La peripecia de Menéndez Otero comenzó en abril de 2008. Tras licenciarse en Filología Inglesa, el universitario avilesino elaboró su tesis doctoral sobre literatura y cine irlandés, para lo que apeló a las becas de investigación de la Universidad. Su trabajo mereció el premio extraordinario de licenciatura en 2008. El buen resultado de su tesis llevó a Menéndez a intentar hacerse un hueco en la carrera docente. Y comenzaron sus quebraderos de cabeza. Según la reforma de la Ley orgánica de universidades de 2007, el acceso a una plaza de profesor universitario contempla una serie de fases que el aspirante debe superar dentro de un orden jerárquico.
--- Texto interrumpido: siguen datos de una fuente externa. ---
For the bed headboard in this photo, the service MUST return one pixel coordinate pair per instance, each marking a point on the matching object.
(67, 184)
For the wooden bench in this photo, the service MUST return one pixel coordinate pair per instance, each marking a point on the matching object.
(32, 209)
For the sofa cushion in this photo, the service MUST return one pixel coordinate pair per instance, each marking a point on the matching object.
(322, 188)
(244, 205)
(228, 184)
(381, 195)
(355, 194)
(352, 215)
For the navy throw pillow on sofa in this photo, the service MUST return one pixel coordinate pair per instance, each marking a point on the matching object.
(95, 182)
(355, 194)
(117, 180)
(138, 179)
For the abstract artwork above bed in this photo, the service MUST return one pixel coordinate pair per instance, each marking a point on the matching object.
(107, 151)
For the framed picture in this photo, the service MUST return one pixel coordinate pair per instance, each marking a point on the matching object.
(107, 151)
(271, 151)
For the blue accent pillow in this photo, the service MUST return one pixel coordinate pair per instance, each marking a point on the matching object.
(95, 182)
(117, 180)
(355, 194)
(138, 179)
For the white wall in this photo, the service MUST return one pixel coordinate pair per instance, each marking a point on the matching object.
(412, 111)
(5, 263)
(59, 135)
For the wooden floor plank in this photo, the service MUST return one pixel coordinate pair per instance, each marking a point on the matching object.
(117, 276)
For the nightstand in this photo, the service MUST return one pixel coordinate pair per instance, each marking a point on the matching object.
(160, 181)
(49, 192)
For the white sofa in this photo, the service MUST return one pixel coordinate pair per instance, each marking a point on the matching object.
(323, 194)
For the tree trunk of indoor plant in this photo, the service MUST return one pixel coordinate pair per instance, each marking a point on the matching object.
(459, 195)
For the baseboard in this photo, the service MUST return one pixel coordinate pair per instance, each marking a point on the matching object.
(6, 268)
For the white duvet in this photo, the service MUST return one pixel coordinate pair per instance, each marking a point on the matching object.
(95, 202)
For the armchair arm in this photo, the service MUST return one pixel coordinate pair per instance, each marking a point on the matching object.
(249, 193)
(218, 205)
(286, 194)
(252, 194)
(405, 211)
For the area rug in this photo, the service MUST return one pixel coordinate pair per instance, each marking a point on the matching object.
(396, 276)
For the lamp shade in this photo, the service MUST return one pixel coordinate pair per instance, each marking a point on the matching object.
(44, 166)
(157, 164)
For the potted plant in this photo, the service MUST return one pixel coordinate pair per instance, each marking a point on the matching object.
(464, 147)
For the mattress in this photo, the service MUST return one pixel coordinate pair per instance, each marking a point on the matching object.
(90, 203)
Antes de acceder a la plaza de profesor colaborador -el paso anterior al profesor titular- el interesado debe superar dos escalafones: ayudante, el más bajo y que el aspirante tiene cinco años para aprobar, y el de ayudante doctor que está reservado para aquellos que ya hayan conseguido plaza de doctor. Así, un ayudante doctor no puede presentarse a una plaza de ayudante, todo lo más que pertenece a un estatus inferior al que ya posee.
Pero según Menéndez Otero, las listas de las pruebas de acceso a una plaza de ayudante doctor en la facultad de Filología Anglogermánica y Francesa estaban repletas de irregularidades. «Había gente a la que el plazo para superar la fase de ayudante doctor se le acababa. Interesaba que no perdiera la plaza», explicó Menéndez. Así, los tres primeros puestos de la lista estaban ocupados por doctoras, algo que la Justicia ha declarado irregular. «Las dos primeras renunciaron a la plaza, lo que ya me escamó aún más, porque me dio pie a pensar que a quién interesaba realmente otorgar el puesto era a la tercera clasificada», comentó Menéndez, cuarto en el concurso y, según la sentencia del TSJA, legítimo propietario de la plaza.
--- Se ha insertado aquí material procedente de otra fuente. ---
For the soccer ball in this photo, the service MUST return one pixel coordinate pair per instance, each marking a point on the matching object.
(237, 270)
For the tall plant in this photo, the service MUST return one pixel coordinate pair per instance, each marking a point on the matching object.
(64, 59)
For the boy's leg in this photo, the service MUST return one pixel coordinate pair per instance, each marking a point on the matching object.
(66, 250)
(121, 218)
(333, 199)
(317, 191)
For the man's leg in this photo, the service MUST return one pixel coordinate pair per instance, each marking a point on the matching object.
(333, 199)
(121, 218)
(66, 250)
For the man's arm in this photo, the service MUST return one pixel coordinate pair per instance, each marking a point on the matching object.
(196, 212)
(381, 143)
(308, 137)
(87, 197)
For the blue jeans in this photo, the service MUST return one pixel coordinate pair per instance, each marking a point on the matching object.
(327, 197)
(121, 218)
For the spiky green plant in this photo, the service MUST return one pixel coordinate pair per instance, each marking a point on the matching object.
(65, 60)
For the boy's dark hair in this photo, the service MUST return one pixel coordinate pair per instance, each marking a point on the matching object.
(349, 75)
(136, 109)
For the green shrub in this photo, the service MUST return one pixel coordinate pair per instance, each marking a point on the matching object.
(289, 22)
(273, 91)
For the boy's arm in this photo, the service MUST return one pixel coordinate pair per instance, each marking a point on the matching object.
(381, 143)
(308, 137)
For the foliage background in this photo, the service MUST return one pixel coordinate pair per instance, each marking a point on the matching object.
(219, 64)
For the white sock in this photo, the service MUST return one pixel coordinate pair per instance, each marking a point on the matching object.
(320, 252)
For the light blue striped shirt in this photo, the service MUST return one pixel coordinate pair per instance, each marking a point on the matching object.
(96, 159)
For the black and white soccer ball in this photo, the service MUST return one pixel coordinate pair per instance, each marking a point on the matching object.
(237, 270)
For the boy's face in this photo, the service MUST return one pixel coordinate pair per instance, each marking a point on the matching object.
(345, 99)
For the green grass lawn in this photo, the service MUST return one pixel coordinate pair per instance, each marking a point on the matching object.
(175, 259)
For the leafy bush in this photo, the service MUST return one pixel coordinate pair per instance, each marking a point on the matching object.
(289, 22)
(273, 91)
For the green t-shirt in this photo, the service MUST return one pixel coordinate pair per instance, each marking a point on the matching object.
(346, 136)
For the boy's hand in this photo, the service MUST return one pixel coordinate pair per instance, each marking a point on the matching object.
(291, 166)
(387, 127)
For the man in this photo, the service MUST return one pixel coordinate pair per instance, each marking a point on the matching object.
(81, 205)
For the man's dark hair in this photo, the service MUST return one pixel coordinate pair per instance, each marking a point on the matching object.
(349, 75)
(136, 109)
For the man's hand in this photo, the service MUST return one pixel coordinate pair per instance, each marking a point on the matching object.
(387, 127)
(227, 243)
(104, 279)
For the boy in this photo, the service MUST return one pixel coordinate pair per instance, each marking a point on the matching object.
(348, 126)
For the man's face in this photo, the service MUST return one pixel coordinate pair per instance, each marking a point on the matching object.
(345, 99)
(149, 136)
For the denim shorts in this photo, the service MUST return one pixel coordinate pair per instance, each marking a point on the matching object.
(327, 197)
La reclamación del avilesino acabó en los tribunales. La letrada ovetense Beatriz De Luis defendió los intereses del avilesino. El titular del juzgado contencioso administrativo de Oviedo falló a favor de Carlos Menéndez. La sentencia es explícita. «No se puede admitir a concurso a candidatos que tengan el título de doctor dado que es un requisito de admisión estar inscrito en un programa de doctorado o tener capacidad de estarlo», reza la sentencia, que concluye así: «Resulta manifiesto que la posesión del título de doctor inhabilita para participar en el procedimiento de selección». Así, la Justicia obligaba al rector de la Universidad de Oviedo a anular las listas y a retrotraer las actuaciones al momento en que la Universidad debió excluir a aquellos candidatos con título de doctor.
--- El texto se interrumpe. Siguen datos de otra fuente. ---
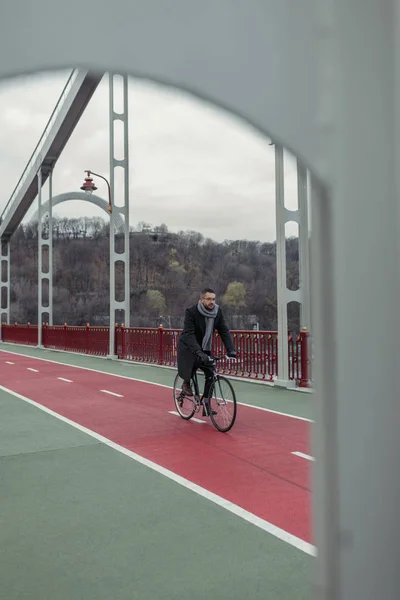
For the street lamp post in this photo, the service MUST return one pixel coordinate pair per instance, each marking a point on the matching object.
(89, 187)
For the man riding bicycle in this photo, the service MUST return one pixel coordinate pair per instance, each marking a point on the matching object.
(195, 342)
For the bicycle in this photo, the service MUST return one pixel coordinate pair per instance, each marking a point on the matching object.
(217, 405)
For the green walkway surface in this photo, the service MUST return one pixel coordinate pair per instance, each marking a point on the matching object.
(292, 402)
(79, 520)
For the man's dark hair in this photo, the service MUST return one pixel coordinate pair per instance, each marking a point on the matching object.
(207, 291)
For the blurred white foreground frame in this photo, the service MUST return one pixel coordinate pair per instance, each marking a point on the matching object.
(320, 78)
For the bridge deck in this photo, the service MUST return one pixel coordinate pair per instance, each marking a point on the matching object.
(112, 496)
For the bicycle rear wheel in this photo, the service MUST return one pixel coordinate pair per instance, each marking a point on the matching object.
(184, 405)
(222, 400)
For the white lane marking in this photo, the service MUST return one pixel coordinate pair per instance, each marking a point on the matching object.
(112, 393)
(169, 387)
(174, 412)
(302, 455)
(233, 508)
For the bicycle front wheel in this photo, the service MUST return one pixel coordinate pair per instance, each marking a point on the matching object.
(222, 401)
(184, 405)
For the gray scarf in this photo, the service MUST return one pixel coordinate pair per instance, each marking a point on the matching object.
(210, 316)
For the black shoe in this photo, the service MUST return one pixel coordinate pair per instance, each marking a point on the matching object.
(186, 389)
(206, 410)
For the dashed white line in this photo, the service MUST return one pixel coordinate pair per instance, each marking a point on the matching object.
(153, 383)
(302, 455)
(112, 393)
(174, 412)
(270, 528)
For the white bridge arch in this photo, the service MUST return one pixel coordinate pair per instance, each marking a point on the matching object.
(322, 79)
(92, 198)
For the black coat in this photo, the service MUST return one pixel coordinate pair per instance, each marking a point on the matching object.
(192, 336)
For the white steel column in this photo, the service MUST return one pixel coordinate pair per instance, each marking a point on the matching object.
(43, 242)
(120, 206)
(6, 283)
(304, 249)
(356, 295)
(283, 367)
(284, 295)
(50, 248)
(40, 261)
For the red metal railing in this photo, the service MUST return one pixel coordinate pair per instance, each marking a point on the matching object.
(20, 334)
(257, 351)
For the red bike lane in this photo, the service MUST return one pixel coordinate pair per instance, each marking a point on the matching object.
(252, 466)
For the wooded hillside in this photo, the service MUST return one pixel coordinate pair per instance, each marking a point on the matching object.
(167, 272)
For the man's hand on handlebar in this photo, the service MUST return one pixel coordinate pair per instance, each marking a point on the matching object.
(206, 360)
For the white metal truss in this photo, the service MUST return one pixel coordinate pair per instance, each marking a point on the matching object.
(120, 203)
(284, 295)
(45, 242)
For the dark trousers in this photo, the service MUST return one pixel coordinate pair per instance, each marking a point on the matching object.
(208, 373)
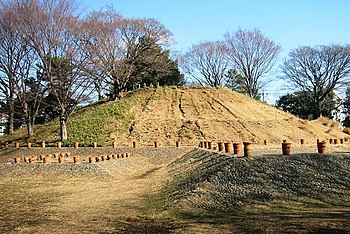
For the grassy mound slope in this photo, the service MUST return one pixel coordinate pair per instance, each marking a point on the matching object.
(188, 114)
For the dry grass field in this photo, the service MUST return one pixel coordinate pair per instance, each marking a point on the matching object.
(173, 190)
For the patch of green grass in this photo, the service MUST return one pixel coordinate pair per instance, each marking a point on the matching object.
(98, 123)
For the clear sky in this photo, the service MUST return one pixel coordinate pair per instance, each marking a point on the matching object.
(290, 23)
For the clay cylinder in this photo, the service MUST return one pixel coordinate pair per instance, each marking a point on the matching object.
(237, 148)
(46, 160)
(61, 160)
(228, 147)
(210, 145)
(321, 147)
(205, 144)
(17, 159)
(247, 149)
(76, 159)
(201, 144)
(221, 146)
(156, 144)
(286, 148)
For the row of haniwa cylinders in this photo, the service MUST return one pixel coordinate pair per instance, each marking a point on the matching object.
(46, 159)
(228, 147)
(135, 144)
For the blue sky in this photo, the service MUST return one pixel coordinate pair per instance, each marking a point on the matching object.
(290, 23)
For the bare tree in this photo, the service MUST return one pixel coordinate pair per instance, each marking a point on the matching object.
(117, 44)
(253, 56)
(206, 63)
(56, 34)
(318, 70)
(12, 52)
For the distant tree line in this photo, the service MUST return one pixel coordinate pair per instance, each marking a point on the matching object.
(244, 57)
(52, 60)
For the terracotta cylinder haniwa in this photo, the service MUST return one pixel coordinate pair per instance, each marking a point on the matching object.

A pesar de la claridad de la sentencia, la Universidad decidió apelar al TSJA, que volvió a otorgar la razón a Menéndez. El avilesino espera ahora que la Universidad acate la sentencia, que implica bien la concesión de la plaza de ayudante a Menéndez Otero o bien una compensación económica por valor del tiempo transcurrido entre la aprobación de las listas y el inicio del curso. «Espero no llegar a la ejecución forzosa. De momento, el rector ha ordenado la ejecución a sus subordinados», comentó el avilesino.